The work deals with the threshold probablity for r-colorability in the binomial model H(n,k,p) of a random k-uniform hypergraph. We prove a lower bound for this threshold which improves the previously known results in the wide range of the parameters r=r(n) and k=k(n).

💡 Research Summary

The paper investigates the threshold probability for r‑colorability of random k‑uniform hypergraphs in the binomial model H(n,k,p). While the sharp threshold for 2‑colorability is well understood (p*≈2^{-(k‑1)}·ln 2·n/ {n\choose k}), the situation for r>2, especially when both r and k grow with n, has remained largely unresolved. The authors improve the known lower bounds for this threshold by combining extremal hypergraph coloring results with probabilistic concentration techniques.

First, they review prior work: Friedgut’s general monotone property thresholds, Alon‑Spencer’s lower bound (Lemma 1), Achlioptas‑Kim‑Krivelevich‑Tetali’s upper bound (Theorem 1), and the more recent results of Krivelevich‑Sudakov (Theorem 2) and related corollaries. These give a lower bound of order p≈c·r^{k‑1}·k^{-2}·n/ {n\choose k} under fairly mild conditions, but the bound is far from optimal when r is large relative to k.

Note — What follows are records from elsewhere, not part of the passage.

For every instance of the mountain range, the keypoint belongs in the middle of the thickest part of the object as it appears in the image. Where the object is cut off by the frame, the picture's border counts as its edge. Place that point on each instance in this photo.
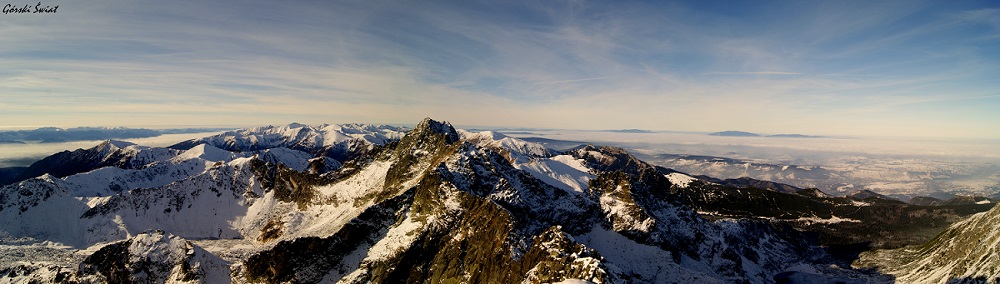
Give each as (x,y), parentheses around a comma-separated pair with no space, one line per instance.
(55,134)
(360,203)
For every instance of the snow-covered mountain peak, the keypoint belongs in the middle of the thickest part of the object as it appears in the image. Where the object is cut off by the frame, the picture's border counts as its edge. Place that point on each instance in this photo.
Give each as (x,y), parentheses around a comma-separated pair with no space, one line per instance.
(206,152)
(112,145)
(430,126)
(341,142)
(517,150)
(154,257)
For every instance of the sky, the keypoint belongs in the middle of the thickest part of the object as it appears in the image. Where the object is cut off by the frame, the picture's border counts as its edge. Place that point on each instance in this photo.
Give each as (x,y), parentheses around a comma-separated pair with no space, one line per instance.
(884,68)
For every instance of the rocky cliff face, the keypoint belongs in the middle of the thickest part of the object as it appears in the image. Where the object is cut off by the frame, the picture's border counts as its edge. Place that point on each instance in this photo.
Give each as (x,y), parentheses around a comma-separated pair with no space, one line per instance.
(964,253)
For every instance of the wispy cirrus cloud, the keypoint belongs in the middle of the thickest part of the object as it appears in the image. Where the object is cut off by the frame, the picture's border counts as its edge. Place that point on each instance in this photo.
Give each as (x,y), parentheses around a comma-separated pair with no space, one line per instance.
(581,64)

The key innovation is to relate r‑colorability to the minimal possible maximum degree Δ(k,r) of a non‑r‑colorable k‑uniform hypergraph. Classical results of Erdős‑Lovász, Kostochka‑Rödl, Shabanov, and the recent work of Kos‑Kumbhat‑Rödl provide upper and lower estimates for Δ(k,r), roughly Δ(k,r)=Θ(k·r^{k‑1}·ln r). Lemma 3 shows that if p≤½·Δ(k,r)·k/ {n\choose k}, then with high probability every vertex degree in H(n,k,p) is below Δ(k,r), forcing the hypergraph to be r‑colorable. The proof uses a Chernoff bound to control the tail of the binomial degree distribution and the condition 3·Δ(k,r)−ln n→−∞.

Applying the best known bounds for Δ(k,r) yields Corollary 2, which improves the previous Lemma 1 in two regimes: (i) for r≥3 and r^{k‑1}·√k≫ln n, the threshold is lowered to p≈(3/32)·r^{k‑1}·k^{3/2}·n/ {n\choose k}; (ii) for r=o(√ln ln k) a more delicate bound (18) is obtained, involving an exponential factor e^{-4r^{2}} and logarithmic terms.

The main result, Theorem 3, introduces a slowly varying function φ(k)=Θ(ln ln k/ln k) and a constant δ∈(0,1). Under the conditions (k‑1)·ln r<(1‑δ)·2·ln n and r·k^{‑1}≥6·ln n·k^{φ(k)}, the authors prove that for any p≤½·r^{k‑1}·k^{1+φ(k)}·n/ {n\choose k} the random hypergraph is r‑colorable with probability tending to 1. This bound is asymptotically stronger than the earlier Lemma 1 and Theorem 1 across a wide parameter range, notably when √ln k≪r≤k^{29}(ln k)^{28} and r·k^{‑1} is at least a polylogarithmic factor above ln n. For example, when k≈r≈ln n/(5 ln ln n), Theorem 3 yields a threshold essentially matching the upper bound from Lemma 2 up to a factor k^{φ(k)}·ln r, which is negligible compared with the leading term.

The proof of Theorem 3 relies on recent extremal results for 2‑simple hypergraphs with bounded degree, extending earlier work of Erdős‑Lovász, Szabó, Kostochka‑Kumbhat, and Shabanov. By constructing a 2‑simple hypergraph with few 3‑cycles and controlling its maximum degree, the authors ensure that any subgraph of H(n,k,p) violating r‑colorability would have to contain a forbidden configuration whose probability is vanishingly small under the stated p.

In conclusion, the paper delivers a substantially tighter lower bound for the r‑colorability threshold of random k‑uniform hypergraphs, especially in the regime where r grows moderately fast relative to k. The results close the gap between known lower and upper bounds for a broad class of parameters, and they open avenues for further refinement of φ(k) and for extending the techniques to l‑simple hypergraphs or to other monotone properties.